There is increasing scrutiny around how science is communicated to the public. For instance, a Twitter account @justsaysinmice (with 70.4K followers in January 2021) was created to call attention to news headlines that omit that mice, not humans, are the ones for whom the study findings apply. This is the case of many headlines reporting on Alzheimer disease (AD) research. AD is characterized by a degeneration of the human brain, loss of cognition, and behavioral changes, for which no treatment is available. Around 200 rodent models have been developed to study AD, even though AD is an exclusively human condition that does not occur naturally in other species and appears impervious to reproduction in artificial animal models, an information not always disclosed. It is not known what prompts writers of news stories to either omit or acknowledge, in the story's headlines, that the study was done in mice and not in humans. Here, we raised the hypothesis that how science is reported by scientists plays a role on the news reporting. To test this hypothesis, we investigated whether an association exists between articles' titles and news' headlines regarding the omission, or not, of mice. To this end, we analyzed a sample of 623 open-access scientific papers indexed in PubMed in 2018 and 2019 that used mice either as models or as the biological source for experimental studies in AD research. We found a significant association (p < 0.01) between articles' titles and news stories' headlines, revealing that when authors omit the species in the paper's title, writers of news stories tend to follow suit. We also found that papers not mentioning mice in their titles are more newsworthy and significantly more tweeted than papers that do. Our study shows that science reporting may affect media reporting and asks for changes in the way we report about findings obtained with animal models used to study human diseases.

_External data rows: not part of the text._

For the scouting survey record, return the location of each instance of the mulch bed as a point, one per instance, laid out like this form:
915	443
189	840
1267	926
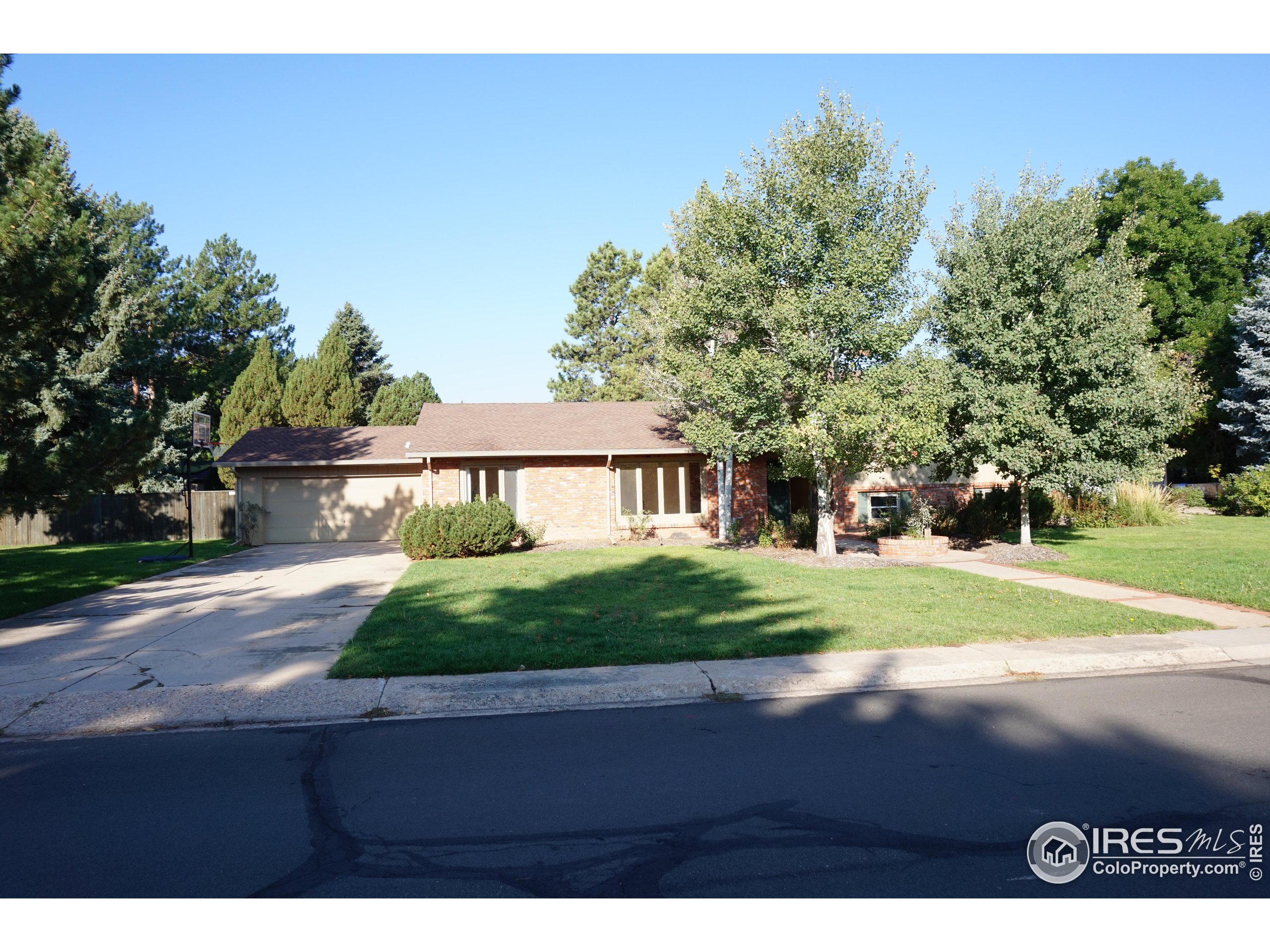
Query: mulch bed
1008	554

人们越来越关注科学是如何向公众传播的。例如,创建了一个名为@justsaysinmice(截至 2021 年 1 月拥有 70.4 万粉丝)的 Twitter 账户,以提醒人们注意新闻标题,这些标题省略了研究结果适用于哪些动物的信息,即老鼠而非人类。许多报道阿尔茨海默病(AD)研究的标题都属于这种情况。AD 的特征是人类大脑退化、认知丧失和行为改变,目前尚无治疗方法。已经开发了大约 200 种啮齿动物模型来研究 AD,尽管 AD 是一种仅发生在人类身上的疾病,在其他物种中不会自然发生,并且在人工动物模型中也不易再现,而这些信息并不总是被披露。不知道促使新闻报道者在标题中省略或承认研究是在老鼠身上进行而不是在人类身上进行的原因是什么。在这里,我们提出了一个假设,即科学家如何报道科学会对新闻报道产生影响。为了验证这一假设,我们调查了文章标题与新闻标题之间是否存在关联,即是否省略了老鼠。为此,我们分析了 2018 年和 2019 年在 PubMed 中索引的 623 篇开放获取的科学论文,这些论文使用老鼠作为 AD 研究中的模型或作为实验研究的生物来源。我们发现文章标题和新闻报道标题之间存在显著关联(p < 0.01),这表明当作者在论文标题中省略物种时,新闻报道的作者往往也会效仿。我们还发现,标题中没有提到老鼠的论文比提到老鼠的论文更有新闻价值,也更受推特点赞。我们的研究表明,科学报道可能会影响媒体报道,并要求我们改变报告使用动物模型研究人类疾病所获得的研究结果的方式。